How do realloc and memcpy work?

G

8

30

I have two questions.

Do realloc() and memcpy() copy the entries in an array to another in a way faster than just iterating on each element O(N) ? If the answer is yes then what do you think is its complexity ?
If the size allocated is smaller than the original size, does realloc() copy the entries to somewhere else or just leave them as they are decreasing the size of the array ?

Gonna answered 12/12, 2008 at 13:43 Comment(0)

P

21

1 - No. They copy a block at a time. See http://www.embedded.com/design/configurable-systems/4024961/Optimizing-Memcpy-improves-speed for a pretty good analysis.

2 - This is implementation dependent. See http://www.gnu.org/software/libtool/manual/libc/Changing-Block-Size.html for glibc details. "In several allocation implementations, making a block smaller sometimes necessitates copying it"

Patricide answered 12/12, 2008 at 14:28 Comment(0)

E

26

Let's take a little closer look at memcpy and, while we're at it, at "big O" or Landau notation.

First, big-O. As i've talked about elsewhere, it's worth remembering the definition of big O, which is that some function g(n) is said to be O(f(n)) when there exists a constant k for which g(n) ≤ kf(n). What the constant does is lets you ignore the little details in favor of the important part. As everyone has noted, memcpy of n bytes will be O(n) in most any normal architecture, because no matter what you have to move those n bytes, one chunk at a time. So, a first, naive implementation of memcpy in C could be written

unsigned char *
memcpy(unsigned char * s1, unsigned char * s2, long size){
    long ix;
    for(ix=0; ix < size; ix++)
        s1[ix] = s2[ix];
    return s1;
}

This is in fact O(n), and might make you wonder why we even bother with a library routine. however, the thing about the libc functions is that they are the place where platform-specific utilities get written; if you want to optimize for the architecture, this is one of the places you can do it. So, depending on the architecture, there may be a more efficient implementation options; for example, in the IBM 360 archiecture, there is a MOVL instruction that moves data is big chunks using very highly optimized microcode. So in place of that loop, a 360 implementation of memcpy might instead look something like

LR 3,S1      LOAD S1 ADDR in Register 3
LR 4,S2      
MOVL 3,4,SIZE

(No guarantees that's exactly right 360 code by the way, but it'll serve for an illustration.) This implementation looks like instead of doing n steps around the loop as the C code did, it just executes 3 instructions.

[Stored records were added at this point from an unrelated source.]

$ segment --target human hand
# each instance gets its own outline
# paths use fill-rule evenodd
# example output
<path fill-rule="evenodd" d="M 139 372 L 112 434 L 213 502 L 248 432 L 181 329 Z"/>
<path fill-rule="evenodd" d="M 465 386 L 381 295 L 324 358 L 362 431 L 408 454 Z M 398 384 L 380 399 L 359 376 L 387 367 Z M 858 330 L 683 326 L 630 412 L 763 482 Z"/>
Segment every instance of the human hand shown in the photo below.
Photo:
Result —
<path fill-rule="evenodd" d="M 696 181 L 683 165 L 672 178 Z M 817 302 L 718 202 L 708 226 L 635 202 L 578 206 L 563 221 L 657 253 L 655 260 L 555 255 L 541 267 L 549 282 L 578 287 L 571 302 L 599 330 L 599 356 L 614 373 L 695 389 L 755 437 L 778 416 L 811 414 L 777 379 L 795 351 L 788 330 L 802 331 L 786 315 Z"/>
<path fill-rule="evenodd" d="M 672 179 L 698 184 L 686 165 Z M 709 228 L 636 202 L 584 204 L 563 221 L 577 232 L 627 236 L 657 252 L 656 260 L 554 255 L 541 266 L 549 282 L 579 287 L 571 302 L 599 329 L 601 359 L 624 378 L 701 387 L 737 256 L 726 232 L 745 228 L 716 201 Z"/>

What really happens, though, is that it's executing O(n) micro instructions under the covers. What's different between the two is the constant k; because the microcode is much faster, and because there's only three decode steps on the instructions, it is dramatically faster than the naive version, but it's still O(n) -- it's just the constant is smaller.

And that's why you can make good use of memcpy -- it's not asymptotically faster, but the implementation is as fast as someone could make it on that particular architecture.

Explosion answered 27/12, 2008 at 4:19 Comment(0)

P

21

1 - No. They copy a block at a time. See http://www.embedded.com/design/configurable-systems/4024961/Optimizing-Memcpy-improves-speed for a pretty good analysis.

2 - This is implementation dependent. See http://www.gnu.org/software/libtool/manual/libc/Changing-Block-Size.html for glibc details. "In several allocation implementations, making a block smaller sometimes necessitates copying it"

Patricide answered 12/12, 2008 at 14:28 Comment(0)

E

5

There is absolutely no way to copy N items faster than O(N). However, it might be able to copy multiple items at once, or use special processor instructions - so it still might be faster than you could do it yourself.
I don't know for sure, but I'd assume that the memory is completely reallocated. That's the safest assumption, and it's probably implementation dependent anyway.

Ebro answered 12/12, 2008 at 14:2 Comment(0)

A

5

The performance of memcpy can't really be better than O(N) but it can be optimized so that it outperforms manual copying; for example, it might be able to copy 4 bytes in the time it takes you to copy 1 byte. Many memcpy implementations are written in assembly using optimized instructions that can copy multiple elements at a time which is usually faster than copying data one byte at a time.
I don't quite understand this question, if you use realloc to decrease the size of memory and it succeeds (returns non-NULL), the new location will contain the same data as the old location up to the size of the new request. If the memory location was changed as a result of calling realloc (not usual when decreasing the size) the contents will be copied, otherwise no copying needs to happen as the memory hasn't moved.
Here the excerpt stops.